Comments (7)
Ah, that's right! But this will be only if there are duplicates in adata.{obs,var}.columns
, not adata.{obs,var}.index
. I do really dislike that pandas lets you do this.
Having an object like this will probably give you problems later (like with IO: #884).
I'm a little split between making this work, or throwing an informative error here.
from anndata.
Thanks for the report.
Do you have an example of code that can trigger this, or at least a traceback?
Because k
is a key of the dataframe in question, I believe df[k]
should always be a Series
. Is there a case where this would fail?
df: pd.DataFrame
for k in df:
assert isinstance(df[k], pd.Series)
from anndata.
I think if the varnames or other names duplicate, this error will happen, since df[k] then will have a dataframe. I am not sure if it is not allowed to have dupliacated names, since this is a warning rather than bug.
from anndata.
Thanks.

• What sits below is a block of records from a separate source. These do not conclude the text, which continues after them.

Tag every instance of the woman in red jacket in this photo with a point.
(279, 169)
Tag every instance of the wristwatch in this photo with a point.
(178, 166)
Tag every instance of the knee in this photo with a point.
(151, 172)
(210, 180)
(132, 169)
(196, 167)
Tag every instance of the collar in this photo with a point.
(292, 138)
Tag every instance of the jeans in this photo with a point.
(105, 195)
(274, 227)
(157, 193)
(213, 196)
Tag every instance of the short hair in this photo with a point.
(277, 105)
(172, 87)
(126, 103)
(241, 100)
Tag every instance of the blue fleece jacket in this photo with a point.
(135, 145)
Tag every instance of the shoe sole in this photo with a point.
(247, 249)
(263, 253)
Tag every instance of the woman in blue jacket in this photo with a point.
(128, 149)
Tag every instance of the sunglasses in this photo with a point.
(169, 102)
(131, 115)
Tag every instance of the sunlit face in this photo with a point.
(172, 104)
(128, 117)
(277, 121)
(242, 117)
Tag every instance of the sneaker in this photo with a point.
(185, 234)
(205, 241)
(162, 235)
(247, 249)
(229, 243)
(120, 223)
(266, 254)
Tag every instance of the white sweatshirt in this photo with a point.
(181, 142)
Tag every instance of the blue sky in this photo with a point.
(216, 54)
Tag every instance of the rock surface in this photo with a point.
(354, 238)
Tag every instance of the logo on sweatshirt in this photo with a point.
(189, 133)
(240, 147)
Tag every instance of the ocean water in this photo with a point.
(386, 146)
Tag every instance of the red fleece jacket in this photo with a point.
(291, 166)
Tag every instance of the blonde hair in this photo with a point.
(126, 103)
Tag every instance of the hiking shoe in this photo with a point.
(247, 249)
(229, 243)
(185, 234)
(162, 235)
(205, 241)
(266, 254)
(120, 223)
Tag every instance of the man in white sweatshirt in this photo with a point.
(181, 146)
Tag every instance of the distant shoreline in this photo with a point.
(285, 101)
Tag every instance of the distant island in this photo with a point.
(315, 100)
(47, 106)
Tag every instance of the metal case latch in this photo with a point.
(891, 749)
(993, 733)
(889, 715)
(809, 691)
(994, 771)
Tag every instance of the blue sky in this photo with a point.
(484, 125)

I will avoid having such case in the future. I would prefer an error and add the var_names_unique() function in the reading step.
from anndata.
This issue has been automatically marked as stale because it has not had recent activity.

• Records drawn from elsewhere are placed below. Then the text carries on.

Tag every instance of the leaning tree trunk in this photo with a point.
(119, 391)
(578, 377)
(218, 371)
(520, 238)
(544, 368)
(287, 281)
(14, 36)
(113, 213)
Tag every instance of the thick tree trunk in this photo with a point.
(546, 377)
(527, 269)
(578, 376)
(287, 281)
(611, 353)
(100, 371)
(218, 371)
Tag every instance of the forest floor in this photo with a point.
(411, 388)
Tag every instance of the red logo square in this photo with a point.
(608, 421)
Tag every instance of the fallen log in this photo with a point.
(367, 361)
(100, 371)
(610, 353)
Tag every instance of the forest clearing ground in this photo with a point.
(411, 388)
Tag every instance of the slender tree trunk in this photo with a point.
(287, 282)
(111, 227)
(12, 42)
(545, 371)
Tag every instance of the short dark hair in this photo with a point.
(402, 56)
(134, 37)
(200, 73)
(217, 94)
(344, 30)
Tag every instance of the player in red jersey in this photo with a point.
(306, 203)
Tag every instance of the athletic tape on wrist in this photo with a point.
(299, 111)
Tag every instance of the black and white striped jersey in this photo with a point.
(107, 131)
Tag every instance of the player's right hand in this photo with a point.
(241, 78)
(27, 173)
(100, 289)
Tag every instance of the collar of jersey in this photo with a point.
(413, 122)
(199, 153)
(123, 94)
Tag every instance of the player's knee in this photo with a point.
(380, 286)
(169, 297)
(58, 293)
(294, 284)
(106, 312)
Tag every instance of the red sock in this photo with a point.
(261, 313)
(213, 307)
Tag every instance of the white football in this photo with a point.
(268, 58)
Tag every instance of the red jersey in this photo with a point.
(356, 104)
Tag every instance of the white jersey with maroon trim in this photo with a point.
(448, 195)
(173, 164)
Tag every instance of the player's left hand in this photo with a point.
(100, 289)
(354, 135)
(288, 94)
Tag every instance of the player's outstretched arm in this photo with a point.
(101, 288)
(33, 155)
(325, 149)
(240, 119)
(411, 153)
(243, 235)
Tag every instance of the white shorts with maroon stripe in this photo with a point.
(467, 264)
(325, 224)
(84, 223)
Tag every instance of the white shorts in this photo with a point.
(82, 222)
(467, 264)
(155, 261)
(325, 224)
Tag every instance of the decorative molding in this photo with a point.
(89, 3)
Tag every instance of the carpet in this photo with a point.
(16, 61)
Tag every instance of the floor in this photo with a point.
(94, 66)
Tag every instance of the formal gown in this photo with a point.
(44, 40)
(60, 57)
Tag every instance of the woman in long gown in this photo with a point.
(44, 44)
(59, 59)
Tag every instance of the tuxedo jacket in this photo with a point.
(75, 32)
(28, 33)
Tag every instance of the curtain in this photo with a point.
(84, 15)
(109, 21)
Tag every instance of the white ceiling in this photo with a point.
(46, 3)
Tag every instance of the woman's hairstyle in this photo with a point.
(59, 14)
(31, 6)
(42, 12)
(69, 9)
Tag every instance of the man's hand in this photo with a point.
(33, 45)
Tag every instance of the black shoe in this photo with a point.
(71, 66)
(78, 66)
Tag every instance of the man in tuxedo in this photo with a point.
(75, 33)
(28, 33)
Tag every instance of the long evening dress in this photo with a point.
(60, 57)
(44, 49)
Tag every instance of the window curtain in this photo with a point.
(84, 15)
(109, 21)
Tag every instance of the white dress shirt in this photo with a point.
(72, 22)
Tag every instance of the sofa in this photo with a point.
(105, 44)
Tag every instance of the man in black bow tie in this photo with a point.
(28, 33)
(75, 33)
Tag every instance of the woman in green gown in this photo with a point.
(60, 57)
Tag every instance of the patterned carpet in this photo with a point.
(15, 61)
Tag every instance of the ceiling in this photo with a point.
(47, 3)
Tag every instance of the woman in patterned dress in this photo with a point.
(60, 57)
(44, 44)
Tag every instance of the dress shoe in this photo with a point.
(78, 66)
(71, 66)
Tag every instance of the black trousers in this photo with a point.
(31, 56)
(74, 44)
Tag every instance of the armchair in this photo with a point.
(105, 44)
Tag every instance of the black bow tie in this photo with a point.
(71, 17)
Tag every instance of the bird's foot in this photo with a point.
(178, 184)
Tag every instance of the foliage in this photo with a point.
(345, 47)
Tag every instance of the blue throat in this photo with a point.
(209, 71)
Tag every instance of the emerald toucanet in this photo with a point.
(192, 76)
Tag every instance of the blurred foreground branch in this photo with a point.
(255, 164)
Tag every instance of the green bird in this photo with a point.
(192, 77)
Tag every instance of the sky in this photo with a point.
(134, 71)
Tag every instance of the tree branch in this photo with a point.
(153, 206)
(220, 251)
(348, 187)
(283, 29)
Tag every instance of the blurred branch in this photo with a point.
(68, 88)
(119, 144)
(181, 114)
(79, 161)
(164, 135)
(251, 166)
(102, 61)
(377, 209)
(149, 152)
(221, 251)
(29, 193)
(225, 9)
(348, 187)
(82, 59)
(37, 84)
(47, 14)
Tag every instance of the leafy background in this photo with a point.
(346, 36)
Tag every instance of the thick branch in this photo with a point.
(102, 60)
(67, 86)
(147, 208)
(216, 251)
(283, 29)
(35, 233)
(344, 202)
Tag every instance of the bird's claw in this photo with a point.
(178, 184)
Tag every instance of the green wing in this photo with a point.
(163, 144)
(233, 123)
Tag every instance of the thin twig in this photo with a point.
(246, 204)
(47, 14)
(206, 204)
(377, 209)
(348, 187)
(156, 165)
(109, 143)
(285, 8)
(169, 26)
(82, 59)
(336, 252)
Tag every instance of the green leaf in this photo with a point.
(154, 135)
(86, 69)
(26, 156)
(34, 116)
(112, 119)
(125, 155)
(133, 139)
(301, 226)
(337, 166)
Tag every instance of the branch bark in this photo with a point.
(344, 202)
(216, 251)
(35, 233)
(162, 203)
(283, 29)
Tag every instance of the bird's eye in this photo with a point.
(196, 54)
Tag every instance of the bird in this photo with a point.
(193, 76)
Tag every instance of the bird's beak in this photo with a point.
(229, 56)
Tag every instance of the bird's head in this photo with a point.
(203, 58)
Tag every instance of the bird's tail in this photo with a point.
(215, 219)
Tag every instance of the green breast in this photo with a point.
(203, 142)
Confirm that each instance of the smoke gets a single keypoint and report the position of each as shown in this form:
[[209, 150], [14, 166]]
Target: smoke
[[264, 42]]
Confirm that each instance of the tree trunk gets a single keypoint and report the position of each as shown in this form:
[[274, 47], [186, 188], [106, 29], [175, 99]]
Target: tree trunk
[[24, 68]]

Please add a comment if you want to keep the issue open. Thank you for your contributions!
from anndata.
I see this as well! I accidentally had a repeated column in adata.var
, and when I try to slice adata
as in adata[logical_array]
, I get
AttributeError: 'DataFrame' object has no attribute 'dtype'
from anndata.
This also happens with duplicated .obs
columns, which is a common mistake when updating adata.obs
with concatenation.
adata = sc.datasets.blobs()
new_col = adata.obs['blobs'].astype(int) + 1
adata.obs = pd.concat([adata.obs, new_col], axis=1)
adata[:, adata.var_names]
---------------------------------------------------------------------------
AttributeError Traceback (most recent call last)
/tmp/ipykernel_189206/1060512404.py in ?()

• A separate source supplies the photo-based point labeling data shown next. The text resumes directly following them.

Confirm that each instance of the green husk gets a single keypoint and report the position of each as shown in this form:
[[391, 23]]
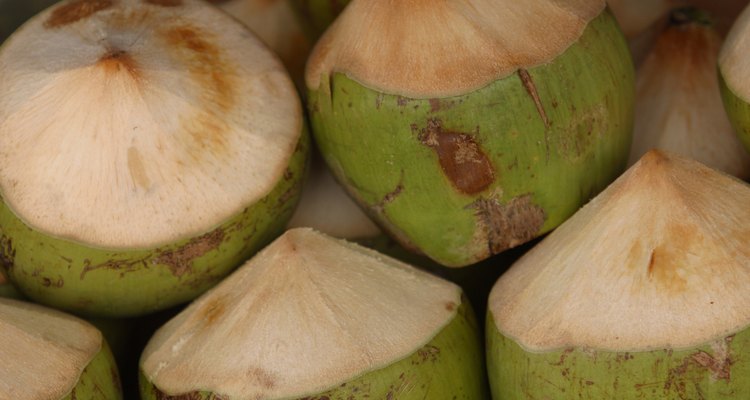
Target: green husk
[[738, 111], [713, 370], [110, 283], [449, 367], [547, 158]]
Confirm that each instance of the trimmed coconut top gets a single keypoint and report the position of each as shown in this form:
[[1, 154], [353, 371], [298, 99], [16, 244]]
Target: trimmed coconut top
[[326, 207], [133, 123], [306, 300], [426, 48], [658, 260], [679, 106], [734, 59], [43, 351]]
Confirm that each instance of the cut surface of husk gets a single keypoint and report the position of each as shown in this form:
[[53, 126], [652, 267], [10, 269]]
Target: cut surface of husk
[[129, 117], [420, 48], [306, 300], [44, 351], [659, 260], [678, 99]]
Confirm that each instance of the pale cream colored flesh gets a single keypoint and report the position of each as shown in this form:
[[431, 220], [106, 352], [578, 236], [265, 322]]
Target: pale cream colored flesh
[[678, 105], [734, 59], [327, 208], [276, 24], [43, 351], [658, 260], [437, 48], [141, 123], [306, 314]]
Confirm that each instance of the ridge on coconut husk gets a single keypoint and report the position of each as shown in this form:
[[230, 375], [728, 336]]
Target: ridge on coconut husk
[[371, 326], [51, 355], [678, 98], [147, 148], [466, 141], [640, 294]]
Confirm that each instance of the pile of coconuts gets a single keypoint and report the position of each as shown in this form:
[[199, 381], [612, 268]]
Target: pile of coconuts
[[374, 199]]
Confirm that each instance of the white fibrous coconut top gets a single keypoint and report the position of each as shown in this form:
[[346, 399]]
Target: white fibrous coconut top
[[679, 106], [43, 351], [423, 48], [734, 59], [327, 208], [660, 259], [306, 314], [132, 123]]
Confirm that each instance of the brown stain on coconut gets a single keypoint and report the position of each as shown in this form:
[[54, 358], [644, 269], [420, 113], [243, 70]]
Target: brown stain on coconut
[[206, 130], [508, 225], [461, 158], [74, 11]]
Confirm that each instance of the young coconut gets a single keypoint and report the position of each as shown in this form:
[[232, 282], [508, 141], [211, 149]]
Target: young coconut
[[734, 76], [678, 100], [311, 317], [467, 141], [147, 148], [640, 295], [53, 356], [276, 23]]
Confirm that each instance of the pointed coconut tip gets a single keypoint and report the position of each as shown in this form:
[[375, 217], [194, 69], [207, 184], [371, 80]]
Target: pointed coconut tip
[[658, 260], [129, 116], [306, 300], [422, 49], [734, 59], [45, 351]]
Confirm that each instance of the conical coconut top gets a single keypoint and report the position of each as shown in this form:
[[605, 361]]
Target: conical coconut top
[[423, 48], [304, 315], [734, 59], [43, 351], [121, 121], [659, 259], [679, 106]]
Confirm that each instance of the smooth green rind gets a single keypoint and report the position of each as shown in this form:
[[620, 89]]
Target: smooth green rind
[[548, 158], [738, 111], [110, 283], [449, 367], [717, 370], [99, 380], [317, 15]]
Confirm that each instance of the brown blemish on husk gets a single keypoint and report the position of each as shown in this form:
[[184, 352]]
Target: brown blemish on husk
[[180, 261], [461, 158], [74, 11], [117, 61], [164, 3], [206, 130], [508, 225]]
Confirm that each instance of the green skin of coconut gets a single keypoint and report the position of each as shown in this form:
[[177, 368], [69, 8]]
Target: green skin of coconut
[[738, 111], [545, 159], [576, 373], [99, 380], [123, 283], [317, 15], [449, 367]]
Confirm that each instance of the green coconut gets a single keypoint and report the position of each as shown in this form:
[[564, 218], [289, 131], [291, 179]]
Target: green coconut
[[467, 141], [734, 76], [678, 100], [53, 356], [640, 295], [311, 317], [147, 148]]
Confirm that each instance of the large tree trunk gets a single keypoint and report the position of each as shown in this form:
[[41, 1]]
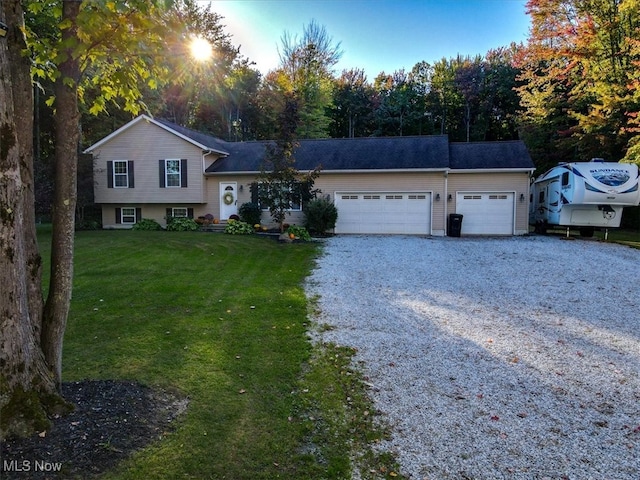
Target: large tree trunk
[[67, 121], [27, 386]]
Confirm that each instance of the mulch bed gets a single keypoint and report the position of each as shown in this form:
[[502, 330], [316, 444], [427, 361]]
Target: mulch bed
[[111, 420]]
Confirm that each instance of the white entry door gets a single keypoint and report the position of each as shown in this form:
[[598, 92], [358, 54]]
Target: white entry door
[[228, 199]]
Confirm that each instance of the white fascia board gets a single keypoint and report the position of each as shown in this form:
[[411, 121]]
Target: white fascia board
[[323, 172], [390, 170], [492, 170], [151, 120]]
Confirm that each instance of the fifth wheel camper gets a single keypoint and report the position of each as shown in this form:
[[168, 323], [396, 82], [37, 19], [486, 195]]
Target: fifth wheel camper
[[584, 195]]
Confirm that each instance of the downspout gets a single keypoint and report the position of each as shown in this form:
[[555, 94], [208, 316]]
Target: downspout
[[445, 199], [204, 189]]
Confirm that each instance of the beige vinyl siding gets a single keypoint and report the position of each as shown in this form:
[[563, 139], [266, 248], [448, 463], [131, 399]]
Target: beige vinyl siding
[[152, 211], [329, 183], [145, 143], [494, 182], [433, 182]]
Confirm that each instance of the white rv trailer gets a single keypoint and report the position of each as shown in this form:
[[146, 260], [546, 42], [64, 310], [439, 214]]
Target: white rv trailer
[[585, 195]]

1 new_col = adata.obs['blobs'].astype(int) + 1
2 adata.obs = pd.concat([adata.obs, new_col], axis=1)
3
----> 4 adata[:, adata.var_names]
/oak/stanford/groups/pritch/users/emma/miniforge3/envs/perturb-vs-tissue-env/lib/python3.10/site-packages/anndata/_core/anndata.py in ?(self, index)
1083 def __getitem__(self, index: Index) -> AnnData:
1084 """Returns a sliced view of the object."""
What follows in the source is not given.